Let me explain why this incredibly stupid process has me foaming at the mouth this morning. As a great fan of taking care of as many chores as possible on the internet, I decided to go online to print out some postage for some cigars I’m sending to a friend. I know I have an account on the USPS website, so I spend fifteen minutes trying to remember what my user ID and password are. In no time it becomes clear to me that not only do I not remember it, I apparently made a typo when I answered the “secret question” to reset my password.
No matter, I’ll just buy the postage without signing in. No big deal. So I enter a page worth of shipping details and click continue and boom, I’m looking at a login or register page. What the hell? I can’t buy postage without surrendering all my personal details for them to store in their customer database for my convenience? What if I don’t want you to remember my credit card information and address for my convenience? It’s not very convenient to have to enter all my details twice to make a purchase, especially if I almost never use your service!

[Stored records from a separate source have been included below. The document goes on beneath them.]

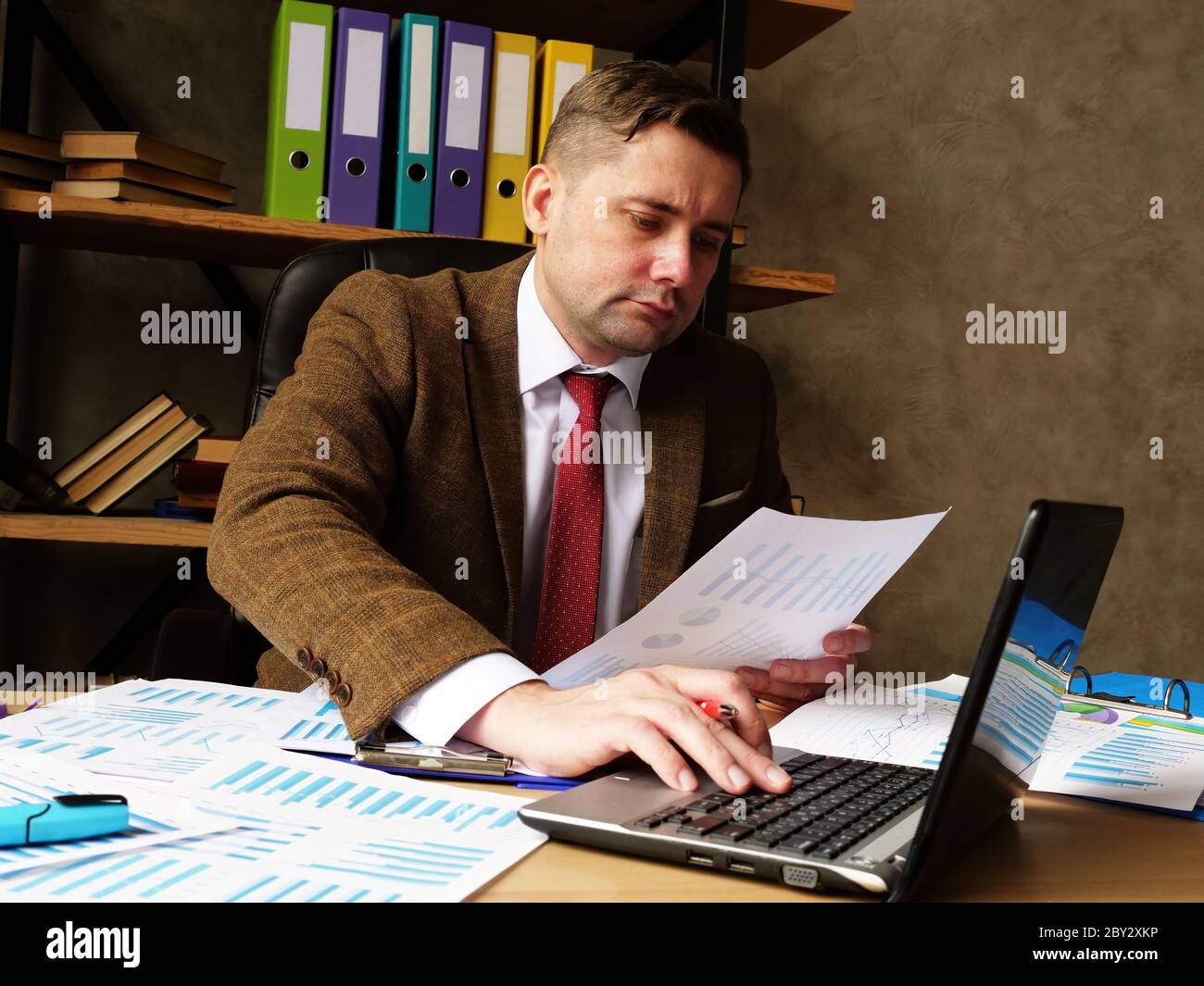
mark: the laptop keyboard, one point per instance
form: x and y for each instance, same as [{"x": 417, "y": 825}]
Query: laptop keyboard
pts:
[{"x": 832, "y": 805}]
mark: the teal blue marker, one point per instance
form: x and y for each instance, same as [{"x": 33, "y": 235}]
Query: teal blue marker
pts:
[{"x": 65, "y": 818}]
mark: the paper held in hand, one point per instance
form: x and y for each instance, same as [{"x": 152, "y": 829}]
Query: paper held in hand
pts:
[{"x": 774, "y": 588}]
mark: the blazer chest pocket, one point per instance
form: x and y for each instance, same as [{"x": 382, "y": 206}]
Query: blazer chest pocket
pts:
[{"x": 721, "y": 514}]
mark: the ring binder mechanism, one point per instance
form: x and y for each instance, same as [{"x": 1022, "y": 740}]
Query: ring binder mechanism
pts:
[{"x": 1128, "y": 701}]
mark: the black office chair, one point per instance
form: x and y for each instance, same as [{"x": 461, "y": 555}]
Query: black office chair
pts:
[{"x": 223, "y": 645}]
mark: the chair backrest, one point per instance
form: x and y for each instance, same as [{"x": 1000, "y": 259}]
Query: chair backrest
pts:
[
  {"x": 306, "y": 281},
  {"x": 295, "y": 297}
]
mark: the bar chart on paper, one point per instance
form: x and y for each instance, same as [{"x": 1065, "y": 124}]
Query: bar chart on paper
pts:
[
  {"x": 771, "y": 589},
  {"x": 1133, "y": 757}
]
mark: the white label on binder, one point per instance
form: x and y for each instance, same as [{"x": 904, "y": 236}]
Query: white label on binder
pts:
[
  {"x": 307, "y": 56},
  {"x": 464, "y": 115},
  {"x": 567, "y": 72},
  {"x": 421, "y": 72},
  {"x": 361, "y": 94},
  {"x": 510, "y": 103}
]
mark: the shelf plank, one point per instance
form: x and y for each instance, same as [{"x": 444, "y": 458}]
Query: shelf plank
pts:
[
  {"x": 221, "y": 236},
  {"x": 774, "y": 27},
  {"x": 107, "y": 530}
]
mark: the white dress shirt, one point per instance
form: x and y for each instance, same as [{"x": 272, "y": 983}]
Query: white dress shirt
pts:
[{"x": 433, "y": 713}]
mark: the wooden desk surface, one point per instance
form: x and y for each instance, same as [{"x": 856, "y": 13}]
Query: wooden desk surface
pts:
[{"x": 1066, "y": 849}]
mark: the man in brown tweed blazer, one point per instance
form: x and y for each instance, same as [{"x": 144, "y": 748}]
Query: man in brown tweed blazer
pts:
[{"x": 385, "y": 525}]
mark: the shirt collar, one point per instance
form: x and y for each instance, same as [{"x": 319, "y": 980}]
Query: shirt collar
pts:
[{"x": 543, "y": 352}]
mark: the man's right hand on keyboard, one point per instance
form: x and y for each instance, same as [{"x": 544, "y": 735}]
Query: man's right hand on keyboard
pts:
[{"x": 569, "y": 732}]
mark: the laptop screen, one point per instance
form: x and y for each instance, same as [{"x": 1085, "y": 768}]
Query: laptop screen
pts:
[{"x": 1022, "y": 668}]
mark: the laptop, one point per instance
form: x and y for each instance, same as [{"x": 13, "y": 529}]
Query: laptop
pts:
[{"x": 859, "y": 825}]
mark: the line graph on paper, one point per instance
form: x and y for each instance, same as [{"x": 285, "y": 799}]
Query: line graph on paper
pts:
[
  {"x": 790, "y": 580},
  {"x": 908, "y": 734}
]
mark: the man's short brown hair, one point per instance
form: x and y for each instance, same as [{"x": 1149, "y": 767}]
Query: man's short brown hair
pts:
[{"x": 626, "y": 96}]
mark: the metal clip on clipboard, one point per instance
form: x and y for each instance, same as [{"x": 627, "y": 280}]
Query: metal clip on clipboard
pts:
[
  {"x": 1128, "y": 701},
  {"x": 432, "y": 758}
]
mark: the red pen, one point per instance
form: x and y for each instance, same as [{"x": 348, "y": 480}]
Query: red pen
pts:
[{"x": 719, "y": 710}]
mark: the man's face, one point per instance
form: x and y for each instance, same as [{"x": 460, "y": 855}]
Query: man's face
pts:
[{"x": 626, "y": 232}]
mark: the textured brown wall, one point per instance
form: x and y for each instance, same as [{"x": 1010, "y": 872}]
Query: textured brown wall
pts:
[
  {"x": 1028, "y": 204},
  {"x": 1034, "y": 204}
]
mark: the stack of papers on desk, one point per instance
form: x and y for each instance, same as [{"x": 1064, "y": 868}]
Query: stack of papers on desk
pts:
[{"x": 221, "y": 815}]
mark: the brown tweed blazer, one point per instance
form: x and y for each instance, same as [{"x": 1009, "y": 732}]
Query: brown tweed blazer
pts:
[{"x": 395, "y": 449}]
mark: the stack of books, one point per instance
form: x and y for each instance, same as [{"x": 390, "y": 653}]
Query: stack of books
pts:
[
  {"x": 132, "y": 453},
  {"x": 28, "y": 161},
  {"x": 199, "y": 480},
  {"x": 113, "y": 164}
]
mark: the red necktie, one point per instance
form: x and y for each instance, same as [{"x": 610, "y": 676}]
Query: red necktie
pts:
[{"x": 570, "y": 595}]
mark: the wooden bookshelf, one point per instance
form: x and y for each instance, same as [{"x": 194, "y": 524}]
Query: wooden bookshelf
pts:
[
  {"x": 223, "y": 236},
  {"x": 129, "y": 529},
  {"x": 774, "y": 27}
]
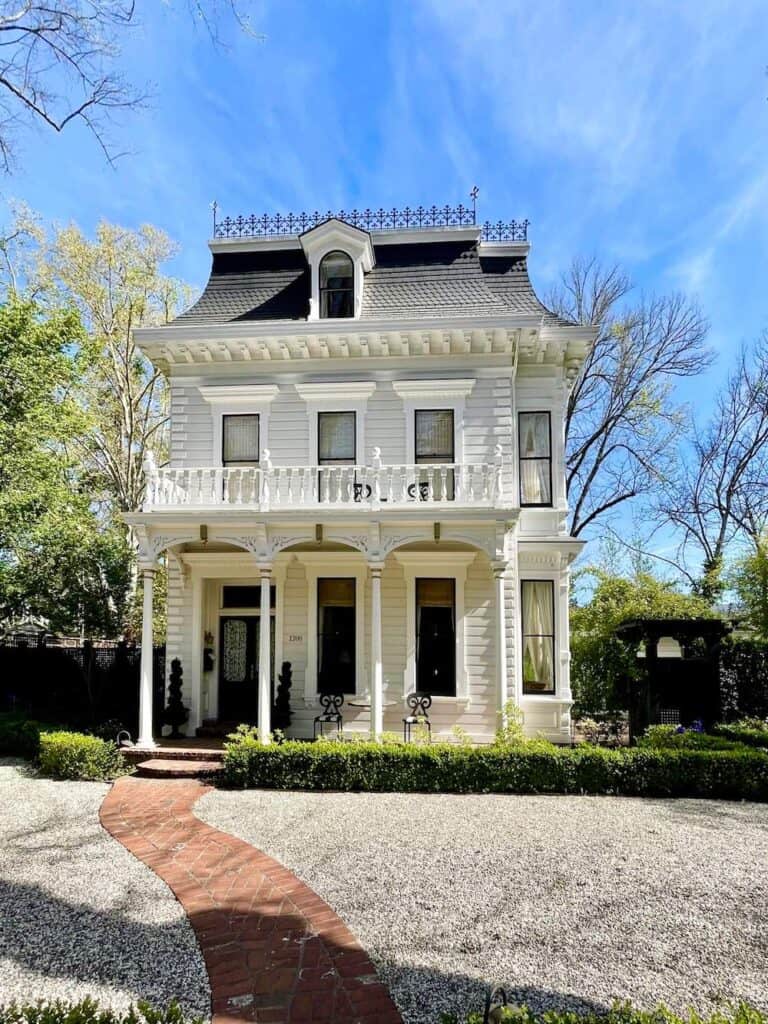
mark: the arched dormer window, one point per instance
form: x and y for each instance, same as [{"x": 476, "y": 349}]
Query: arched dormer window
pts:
[{"x": 337, "y": 285}]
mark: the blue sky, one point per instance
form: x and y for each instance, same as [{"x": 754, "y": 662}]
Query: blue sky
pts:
[{"x": 637, "y": 132}]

To add insult to injury, what’s the deal with all the password restrictions? If you require the user to enter a password with 2 uppercase letters, 5 lower case letters, 3 symbols, 2 numbers and a picture of Al Gore in a sombrero, all your securing is the fact that the user will never, ever remember this password. Unless you’re a bank, YOUR WEBSITE IS NOT THAT IMPORTANT. If I want to make my password 1234, which is about as secure as the average person’s ATM PIN, dammit, let me! I’ll even go half way with you on this. If my password isn’t up to snuff, refuse to save my credit card information. Sound fair?
And while I’m on my soap box, let me just mention that if you do make me login to see what’s at the end of link you email me, you damn well better remember where I was going after I sign in. I can’t tell you how much it pisses me off to follow a link, be forced to log in only to be dumped out to the homepage. (Fortunately for things on my desk the USPS website did not do this to me.)
So in summary, let me help all the online retailers out there with a short, simple lists of things to fix to make your user-friendliness to go from crap to cool.
Signs Your Retail Website Sucks
- You require your customers to create a profile to purchase things you could just as easily buy in a brick and mortar shop.
- You require your users to create a password more cryptic than the Voynich Manuscript. Unless you’re a bank, a brokerage firm, or traffic in information requiring security clearance. (No, secret recipe barbecue sauce does not qualify!)
- You make me login to follow a link, and then forget where I was going. You forget me, I forget about your website.
- The only thing I should ever have to enter more than once is my 25 character password, and only when I create that stupid profile.